This week I trained a few more versions of our model on recycling datasets. The nice thing about training computer vision models is that they can be validated quite easily with a test dataset, and the training procedure for our YOLO models will output statistics about the model’s performance on a provided test dataset. I have been using this to evaluate the accuracy of our CV system. Here is a confusion matrix from the best run:
It appears that the model is very good at detecting recyclables, but often confuses trash in the test set for plastic and paper. A solution to this could be to remove trash as a classification output, and instead only classify recyclables, since trash is a very general category, and the sheer variety of items that would be considered trash may be confusing the model. In such a case, we will classify any item that isn’t classified as any recyclable category with high confidence as trash. We will also have to test our model’s performance on trash items, making sure that the model doesn’t recognize them. After I am satisfied with the model’s accuracy on a test dataset, we can move on to capturing images of actual waste with the camera and classifying those. We will test with a variety of objects, with the camera positioned at an appropriate height and angle for where it will sit on the final product. As mentioned in the design report, we want our model’s accuracy to by >90%, so no more than 10% of the items we test should be classified incorrectly (recycling vs non-recycling).

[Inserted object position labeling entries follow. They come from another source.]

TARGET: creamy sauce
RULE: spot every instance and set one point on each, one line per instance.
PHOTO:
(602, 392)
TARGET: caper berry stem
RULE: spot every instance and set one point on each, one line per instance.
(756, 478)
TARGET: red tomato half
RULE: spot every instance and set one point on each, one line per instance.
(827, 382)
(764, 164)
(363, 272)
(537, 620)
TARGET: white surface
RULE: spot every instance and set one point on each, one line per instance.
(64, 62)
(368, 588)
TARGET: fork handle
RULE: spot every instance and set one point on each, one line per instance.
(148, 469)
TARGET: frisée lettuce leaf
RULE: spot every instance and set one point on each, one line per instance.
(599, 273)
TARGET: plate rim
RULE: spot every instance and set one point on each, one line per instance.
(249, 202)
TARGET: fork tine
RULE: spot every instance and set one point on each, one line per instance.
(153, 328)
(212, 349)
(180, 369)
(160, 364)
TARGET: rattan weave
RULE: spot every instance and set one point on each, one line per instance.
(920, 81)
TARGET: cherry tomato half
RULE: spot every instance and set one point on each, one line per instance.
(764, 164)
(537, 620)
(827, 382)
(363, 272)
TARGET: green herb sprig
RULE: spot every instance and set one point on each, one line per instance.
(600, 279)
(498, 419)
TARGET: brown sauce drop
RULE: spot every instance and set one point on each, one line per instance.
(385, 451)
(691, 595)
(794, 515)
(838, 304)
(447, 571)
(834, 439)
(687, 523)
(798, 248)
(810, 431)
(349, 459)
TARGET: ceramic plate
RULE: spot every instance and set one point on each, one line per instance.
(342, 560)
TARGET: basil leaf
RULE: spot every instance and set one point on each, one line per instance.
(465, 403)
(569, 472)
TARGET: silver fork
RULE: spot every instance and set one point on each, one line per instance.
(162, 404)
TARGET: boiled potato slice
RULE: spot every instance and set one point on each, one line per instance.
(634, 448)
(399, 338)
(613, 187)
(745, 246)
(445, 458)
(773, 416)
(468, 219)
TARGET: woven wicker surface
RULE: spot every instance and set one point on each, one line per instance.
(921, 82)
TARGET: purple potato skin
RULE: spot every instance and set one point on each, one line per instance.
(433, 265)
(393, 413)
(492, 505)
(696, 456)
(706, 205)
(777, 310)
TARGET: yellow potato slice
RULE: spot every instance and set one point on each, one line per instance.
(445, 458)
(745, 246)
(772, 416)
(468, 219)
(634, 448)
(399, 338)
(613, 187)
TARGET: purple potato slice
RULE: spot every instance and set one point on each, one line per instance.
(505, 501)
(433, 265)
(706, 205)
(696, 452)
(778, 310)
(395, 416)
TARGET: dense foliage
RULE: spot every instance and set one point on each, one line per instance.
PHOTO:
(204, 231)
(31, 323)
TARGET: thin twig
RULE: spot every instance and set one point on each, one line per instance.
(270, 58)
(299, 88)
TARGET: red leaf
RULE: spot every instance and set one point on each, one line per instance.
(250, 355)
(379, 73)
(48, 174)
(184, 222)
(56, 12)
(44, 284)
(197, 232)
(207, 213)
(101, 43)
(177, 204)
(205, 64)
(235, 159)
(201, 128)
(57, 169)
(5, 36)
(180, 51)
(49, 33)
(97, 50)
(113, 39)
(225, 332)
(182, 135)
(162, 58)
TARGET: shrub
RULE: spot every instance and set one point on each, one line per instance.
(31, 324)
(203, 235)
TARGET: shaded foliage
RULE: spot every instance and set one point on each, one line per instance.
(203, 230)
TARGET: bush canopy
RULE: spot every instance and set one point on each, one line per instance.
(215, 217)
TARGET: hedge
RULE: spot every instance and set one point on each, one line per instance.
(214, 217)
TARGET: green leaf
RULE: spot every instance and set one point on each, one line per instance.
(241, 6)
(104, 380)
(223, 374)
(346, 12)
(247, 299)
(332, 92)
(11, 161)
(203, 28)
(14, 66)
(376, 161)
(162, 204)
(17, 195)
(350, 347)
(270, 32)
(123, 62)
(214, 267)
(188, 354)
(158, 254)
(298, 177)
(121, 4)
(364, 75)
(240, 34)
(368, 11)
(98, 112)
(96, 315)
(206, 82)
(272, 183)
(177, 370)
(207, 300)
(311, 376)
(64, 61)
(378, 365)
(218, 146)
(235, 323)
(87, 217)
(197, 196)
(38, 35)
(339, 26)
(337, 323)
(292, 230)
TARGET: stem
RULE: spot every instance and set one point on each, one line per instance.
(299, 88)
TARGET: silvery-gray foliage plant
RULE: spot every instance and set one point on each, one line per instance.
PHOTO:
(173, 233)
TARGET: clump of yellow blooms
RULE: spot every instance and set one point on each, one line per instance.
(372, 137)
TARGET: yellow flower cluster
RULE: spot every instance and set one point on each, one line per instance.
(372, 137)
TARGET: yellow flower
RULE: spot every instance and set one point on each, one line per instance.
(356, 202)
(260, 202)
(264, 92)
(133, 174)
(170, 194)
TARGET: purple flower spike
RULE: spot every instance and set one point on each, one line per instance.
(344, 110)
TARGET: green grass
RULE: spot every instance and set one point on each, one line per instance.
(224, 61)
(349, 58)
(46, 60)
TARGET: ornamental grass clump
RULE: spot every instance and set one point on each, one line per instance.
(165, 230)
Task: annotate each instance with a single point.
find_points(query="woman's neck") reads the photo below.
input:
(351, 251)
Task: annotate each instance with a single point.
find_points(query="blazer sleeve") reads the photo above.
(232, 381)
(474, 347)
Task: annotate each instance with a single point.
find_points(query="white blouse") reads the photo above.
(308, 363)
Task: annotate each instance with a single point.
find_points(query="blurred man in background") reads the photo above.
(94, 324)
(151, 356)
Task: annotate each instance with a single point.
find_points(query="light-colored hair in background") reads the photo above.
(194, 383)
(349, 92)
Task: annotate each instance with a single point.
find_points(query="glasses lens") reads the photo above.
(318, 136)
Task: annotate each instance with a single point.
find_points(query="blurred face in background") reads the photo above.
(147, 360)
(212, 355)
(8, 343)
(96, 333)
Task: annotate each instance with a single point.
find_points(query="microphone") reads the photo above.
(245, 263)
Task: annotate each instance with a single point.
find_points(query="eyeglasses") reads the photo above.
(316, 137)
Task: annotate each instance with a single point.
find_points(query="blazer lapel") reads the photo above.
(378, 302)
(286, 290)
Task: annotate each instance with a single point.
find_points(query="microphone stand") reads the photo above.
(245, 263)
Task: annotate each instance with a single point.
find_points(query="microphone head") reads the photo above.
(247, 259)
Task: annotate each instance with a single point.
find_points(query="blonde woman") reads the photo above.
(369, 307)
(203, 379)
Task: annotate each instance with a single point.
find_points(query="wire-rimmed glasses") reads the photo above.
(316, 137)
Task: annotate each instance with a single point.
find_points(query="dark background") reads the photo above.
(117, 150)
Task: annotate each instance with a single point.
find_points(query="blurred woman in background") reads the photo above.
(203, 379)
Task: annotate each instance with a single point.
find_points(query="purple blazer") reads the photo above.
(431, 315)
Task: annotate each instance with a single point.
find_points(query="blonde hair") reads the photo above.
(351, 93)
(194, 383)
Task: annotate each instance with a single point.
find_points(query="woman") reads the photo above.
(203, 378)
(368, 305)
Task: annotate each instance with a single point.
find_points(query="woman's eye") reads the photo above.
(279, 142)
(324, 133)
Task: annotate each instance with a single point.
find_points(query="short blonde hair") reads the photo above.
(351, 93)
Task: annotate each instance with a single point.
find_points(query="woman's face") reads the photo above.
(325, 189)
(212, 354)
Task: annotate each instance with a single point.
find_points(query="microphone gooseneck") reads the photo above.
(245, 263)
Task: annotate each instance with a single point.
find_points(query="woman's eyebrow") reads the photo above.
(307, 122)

I am also working on figuring out how to deploy YOLO onto the Jetson using the TensorRT engine. If we can convert the model to an engine and load it onto the Jetson, we won’t have to rebuild the engine every time we start up our classification. Once I figure that out, our model will run much faster, and we can do the same procedure if we ever update the model: just convert the new weights into the TRT model engine format, and we will be able to run that. I hope to be able to get that working in the next week, although it’s not a necessity since even without TensorRT it should be more than fast enough.
Schedule is looking on track. Once we get the model deployed, the CV system will be a state where it could theoretically be used for a final demo.